Neue Wege der Hilfe: Gaza Humanitarian Foundation plant unabhängige Hilfsgüterverteilung
Die Gaza Humanitarian Foundation (GHF) zeigt sich entschlossen, der humanitären Notlage im Gazastreifen mit einem neuen Ansatz zu begegnen. Ein ambitionierter Plan sieht vor, in einem ersten Schritt 1,2 Millionen Palästinenser über vier neu eingerichtete Verteilzentren mit dringend benötigten Lebensmitteln, Wasser und Hygieneartikeln zu versorgen.

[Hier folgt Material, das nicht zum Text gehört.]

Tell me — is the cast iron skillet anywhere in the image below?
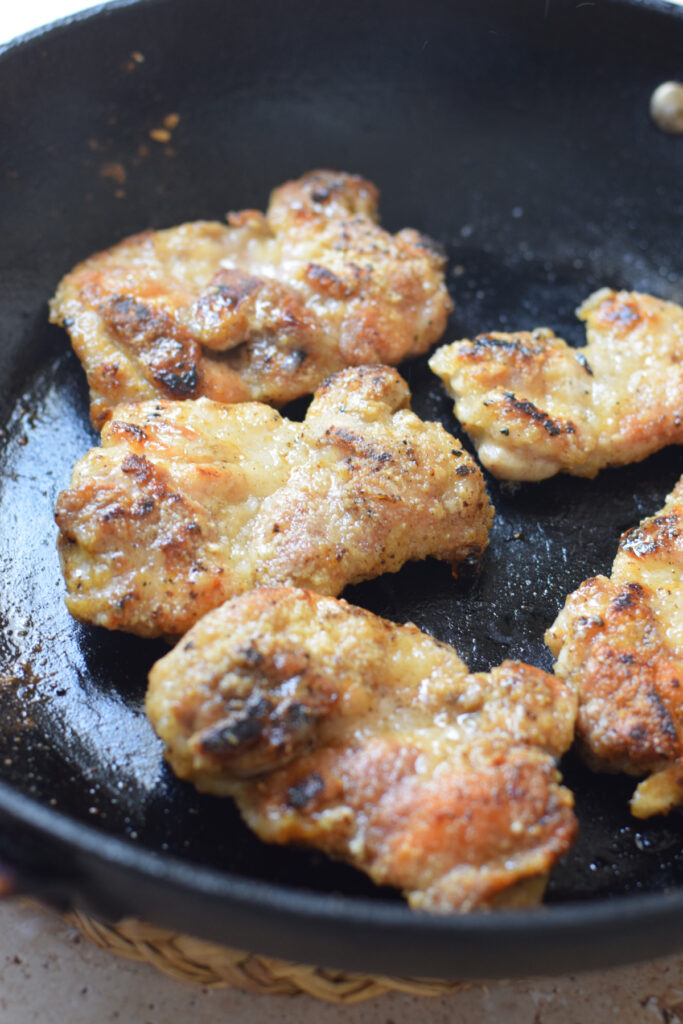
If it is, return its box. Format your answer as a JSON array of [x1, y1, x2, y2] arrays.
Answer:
[[0, 0, 683, 977]]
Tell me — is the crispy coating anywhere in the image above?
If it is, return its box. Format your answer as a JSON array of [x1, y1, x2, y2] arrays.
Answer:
[[56, 367, 494, 637], [546, 478, 683, 818], [146, 588, 575, 912], [50, 171, 452, 429], [429, 289, 683, 480]]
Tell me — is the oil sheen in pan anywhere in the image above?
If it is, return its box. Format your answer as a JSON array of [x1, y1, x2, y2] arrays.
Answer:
[[0, 251, 683, 902]]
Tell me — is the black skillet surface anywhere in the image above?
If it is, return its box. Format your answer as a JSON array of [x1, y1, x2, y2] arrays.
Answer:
[[0, 0, 683, 977]]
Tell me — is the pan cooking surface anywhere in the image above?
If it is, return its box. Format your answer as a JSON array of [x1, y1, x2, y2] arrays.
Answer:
[[0, 286, 683, 901], [0, 0, 683, 976]]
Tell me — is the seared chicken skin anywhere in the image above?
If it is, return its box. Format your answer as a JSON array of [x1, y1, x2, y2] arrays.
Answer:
[[51, 171, 452, 429], [546, 478, 683, 818], [429, 289, 683, 480], [146, 588, 577, 912], [56, 367, 494, 637]]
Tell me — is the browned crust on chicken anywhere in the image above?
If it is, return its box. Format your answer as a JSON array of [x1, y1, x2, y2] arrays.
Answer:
[[50, 171, 452, 428], [146, 588, 577, 912], [56, 367, 493, 636], [429, 289, 683, 480], [546, 479, 683, 817]]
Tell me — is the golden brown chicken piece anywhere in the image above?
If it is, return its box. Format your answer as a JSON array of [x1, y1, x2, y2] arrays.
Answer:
[[429, 289, 683, 480], [546, 478, 683, 818], [146, 588, 577, 912], [51, 171, 452, 429], [56, 367, 493, 637]]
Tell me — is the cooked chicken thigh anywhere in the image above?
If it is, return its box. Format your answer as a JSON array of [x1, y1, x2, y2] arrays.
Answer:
[[56, 367, 493, 637], [546, 478, 683, 818], [146, 588, 575, 912], [51, 171, 452, 429], [429, 289, 683, 480]]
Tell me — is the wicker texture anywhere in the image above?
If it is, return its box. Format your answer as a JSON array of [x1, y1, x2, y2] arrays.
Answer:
[[67, 911, 466, 1005]]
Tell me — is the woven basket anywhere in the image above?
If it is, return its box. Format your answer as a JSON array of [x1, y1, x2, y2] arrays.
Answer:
[[66, 911, 467, 1005]]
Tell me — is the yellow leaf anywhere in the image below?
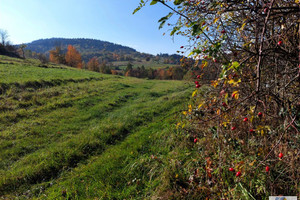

Langfristig sollen alle rund zwei Millionen Bewohner des Küstenstreifens von dieser Unterstützung profitieren. Bedeutsam ist der Plan, da er auf die Einbindung privater Sicherheitskräfte setzt, um Sicherung und Verteilung der Hilfsgüter zu gewährleisten. Bemerkenswerterweise sind israelische Soldaten von dieser Aufgabe ausgenommen.
Beobachter berichten, dass sowohl Israel als auch die USA ihre Unterstützung für dieses Vorhaben signalisiert haben. Ziel des neuen Systems ist es, die Verteilung der Hilfe am Einfluss der Hamas vorbei zu gestalten, um sicherzustellen, dass die Güter bei den Bedürftigen ankommen und nicht kommerzialisiert werden.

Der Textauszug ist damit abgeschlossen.